More importantly, you need honest people because customers deserve honesty. Some of the best compliments I have been given are where customers tell me I was honest the whole time and interested in helping them, not trying to sell them something. It is easy to spot the difference. Even though I am a salesperson, I engage with salespeople all the time who sell me tools or tickets to tradeshows. It is the honest people that I enjoy working with the most. I respect them for their honesty and for painting me a fuller picture. I can see through everyone else. You should expect the same of your client base when you hire in sales.
How to know if someone is honest? Ask them difficult questions. I often find salespeople who, when pressed upon their greatest weakness, will make up some nonsense that is really a strength of theirs. I ask people what is their greatest fear about working for me or at my company. What is something that could make it go wrong? What has gone wrong in the past? How did they adjust? Anyone who pretends that their entire career is rainbows and butterflies is a liar and you should not hire them.
I was successful early in my sales career because I worked incredibly hard. It did not hurt that I was comfortable giving presentations and had a good communication and writing style. But I was not a good listener. I thought sales was all about making my point, giving my demo, showing everyone how “cool” the thing was that I was selling. Like I said – I ended up OK, but I often think about how much better I would have been if I had adopted a “listen first” attitude.

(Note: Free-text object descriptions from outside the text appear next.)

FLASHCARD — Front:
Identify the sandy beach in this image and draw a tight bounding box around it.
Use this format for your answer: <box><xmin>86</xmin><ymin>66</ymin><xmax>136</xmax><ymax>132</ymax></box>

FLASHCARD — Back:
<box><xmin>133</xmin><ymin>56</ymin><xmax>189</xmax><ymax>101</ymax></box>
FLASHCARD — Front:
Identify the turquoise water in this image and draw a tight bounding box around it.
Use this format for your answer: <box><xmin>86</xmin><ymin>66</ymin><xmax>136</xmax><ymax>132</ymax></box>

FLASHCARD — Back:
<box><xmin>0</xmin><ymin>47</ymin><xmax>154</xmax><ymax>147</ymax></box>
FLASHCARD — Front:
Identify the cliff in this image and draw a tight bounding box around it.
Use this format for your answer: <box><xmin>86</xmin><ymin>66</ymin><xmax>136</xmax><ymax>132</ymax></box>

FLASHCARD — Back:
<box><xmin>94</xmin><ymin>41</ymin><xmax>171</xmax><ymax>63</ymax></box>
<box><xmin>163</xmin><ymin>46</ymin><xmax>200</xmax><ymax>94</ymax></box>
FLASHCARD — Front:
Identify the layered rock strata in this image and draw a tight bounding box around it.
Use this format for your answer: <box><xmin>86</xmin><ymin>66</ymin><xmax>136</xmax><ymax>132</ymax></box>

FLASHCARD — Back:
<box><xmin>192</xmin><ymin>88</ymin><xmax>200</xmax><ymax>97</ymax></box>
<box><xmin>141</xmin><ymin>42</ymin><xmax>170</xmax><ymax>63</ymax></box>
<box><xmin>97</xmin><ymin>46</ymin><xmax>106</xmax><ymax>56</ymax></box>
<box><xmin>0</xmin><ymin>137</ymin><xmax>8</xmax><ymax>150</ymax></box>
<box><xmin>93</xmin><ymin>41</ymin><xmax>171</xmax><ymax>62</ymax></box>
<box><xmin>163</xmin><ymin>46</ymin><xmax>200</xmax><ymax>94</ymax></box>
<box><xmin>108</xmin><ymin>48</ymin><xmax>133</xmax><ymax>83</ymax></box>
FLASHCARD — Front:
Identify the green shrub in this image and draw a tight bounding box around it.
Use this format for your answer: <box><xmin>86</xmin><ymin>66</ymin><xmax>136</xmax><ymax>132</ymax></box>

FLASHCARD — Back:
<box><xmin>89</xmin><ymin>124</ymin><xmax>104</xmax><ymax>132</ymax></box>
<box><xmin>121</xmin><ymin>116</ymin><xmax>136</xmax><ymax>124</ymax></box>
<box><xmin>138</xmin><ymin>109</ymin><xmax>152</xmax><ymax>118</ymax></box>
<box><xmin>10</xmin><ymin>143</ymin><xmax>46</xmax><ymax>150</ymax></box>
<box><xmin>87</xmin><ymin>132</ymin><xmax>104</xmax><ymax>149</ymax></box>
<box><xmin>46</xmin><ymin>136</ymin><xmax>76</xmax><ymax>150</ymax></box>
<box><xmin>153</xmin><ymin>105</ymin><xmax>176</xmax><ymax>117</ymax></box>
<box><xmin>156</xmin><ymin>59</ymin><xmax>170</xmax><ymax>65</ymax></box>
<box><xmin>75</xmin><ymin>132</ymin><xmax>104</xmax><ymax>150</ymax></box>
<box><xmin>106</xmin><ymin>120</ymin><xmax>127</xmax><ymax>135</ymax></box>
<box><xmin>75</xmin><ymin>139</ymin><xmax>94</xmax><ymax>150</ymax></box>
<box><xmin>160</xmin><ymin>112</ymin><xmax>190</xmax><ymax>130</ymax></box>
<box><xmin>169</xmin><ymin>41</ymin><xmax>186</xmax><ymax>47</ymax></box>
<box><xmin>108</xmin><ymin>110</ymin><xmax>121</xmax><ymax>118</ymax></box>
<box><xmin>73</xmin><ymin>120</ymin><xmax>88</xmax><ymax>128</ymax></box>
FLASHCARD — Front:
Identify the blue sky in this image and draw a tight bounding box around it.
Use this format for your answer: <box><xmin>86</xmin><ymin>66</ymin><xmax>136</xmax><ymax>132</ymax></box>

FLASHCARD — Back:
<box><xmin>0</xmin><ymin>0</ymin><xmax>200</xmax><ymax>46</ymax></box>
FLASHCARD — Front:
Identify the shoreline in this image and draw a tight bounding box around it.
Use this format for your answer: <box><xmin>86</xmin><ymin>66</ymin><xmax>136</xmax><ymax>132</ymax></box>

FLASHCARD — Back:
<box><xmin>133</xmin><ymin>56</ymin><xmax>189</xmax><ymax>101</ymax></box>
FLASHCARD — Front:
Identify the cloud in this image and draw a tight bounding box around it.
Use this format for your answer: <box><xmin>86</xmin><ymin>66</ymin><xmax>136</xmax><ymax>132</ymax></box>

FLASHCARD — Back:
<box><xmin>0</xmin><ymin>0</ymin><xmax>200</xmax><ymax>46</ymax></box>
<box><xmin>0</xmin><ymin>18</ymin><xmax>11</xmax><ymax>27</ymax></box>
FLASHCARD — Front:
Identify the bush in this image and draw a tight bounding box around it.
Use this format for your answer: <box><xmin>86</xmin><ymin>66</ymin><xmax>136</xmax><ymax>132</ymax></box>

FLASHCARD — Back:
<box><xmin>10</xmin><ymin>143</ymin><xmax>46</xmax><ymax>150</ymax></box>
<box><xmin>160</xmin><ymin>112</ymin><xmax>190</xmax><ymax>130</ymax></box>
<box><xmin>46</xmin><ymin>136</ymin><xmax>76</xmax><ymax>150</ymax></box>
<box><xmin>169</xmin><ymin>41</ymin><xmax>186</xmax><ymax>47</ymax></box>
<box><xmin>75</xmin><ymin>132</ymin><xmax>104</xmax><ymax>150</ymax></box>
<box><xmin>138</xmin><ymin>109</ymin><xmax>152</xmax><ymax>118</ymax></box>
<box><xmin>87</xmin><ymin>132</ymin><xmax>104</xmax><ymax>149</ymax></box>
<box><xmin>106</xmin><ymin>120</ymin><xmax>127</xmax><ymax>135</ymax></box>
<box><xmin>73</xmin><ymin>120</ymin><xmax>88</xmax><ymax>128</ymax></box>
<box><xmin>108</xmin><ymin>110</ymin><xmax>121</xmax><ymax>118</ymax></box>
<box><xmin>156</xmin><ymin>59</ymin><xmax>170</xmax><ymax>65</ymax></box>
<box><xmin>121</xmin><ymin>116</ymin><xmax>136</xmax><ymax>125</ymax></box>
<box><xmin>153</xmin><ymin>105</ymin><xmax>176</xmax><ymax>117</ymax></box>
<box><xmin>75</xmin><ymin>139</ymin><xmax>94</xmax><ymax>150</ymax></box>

Sales is not about you. It is about the customer. If you treat the customer like your friend, you end up listening to the customer like you would listen to your friend. You end up asking them the questions you would ask your friend, not the questions you would ask someone to try to corner them into thinking you have a good product. All this to say, sales comes naturally to those who actively listen with a keen, genuine interest in what the customer has to say. For that reason, it is important to hire salespeople who listen. I make sure of this not only in the steps along the interview process, but also to see how someone answers my questions. Are they answering the questions I am really asking, or just giving me what I want to hear? Are they following up to understand why I am asking certain questions? Are they interviewing me, too?
Listing this as #1 is not to take away from anything else on the list; of course I always want honest, accountable, coachable listeners. But there is simply not a great salesperson on Earth who is not very hungry. I expect that someone has chosen a career in sales because they like being in control of their own destiny, because they believe in themselves and because they want to make the most of it. Some of the salespeople I have admired the most are very rough around the edges but have given an impression that they would hide a body for the job (N.B. to any lawyers reading this, that was a joke).
Simply put, salespeople require the utmost motivation to succeed. They need motivation to want to be coachable so they can be as good at their job as possible. They are accountable to themselves because they want to succeed and be better, not so they can hide and accept their failures. They do things the way they are supposed to be done because they are constantly bettering themselves and because that is the way they are wired. This is an irreplaceable, must-have trait for the best salespeople.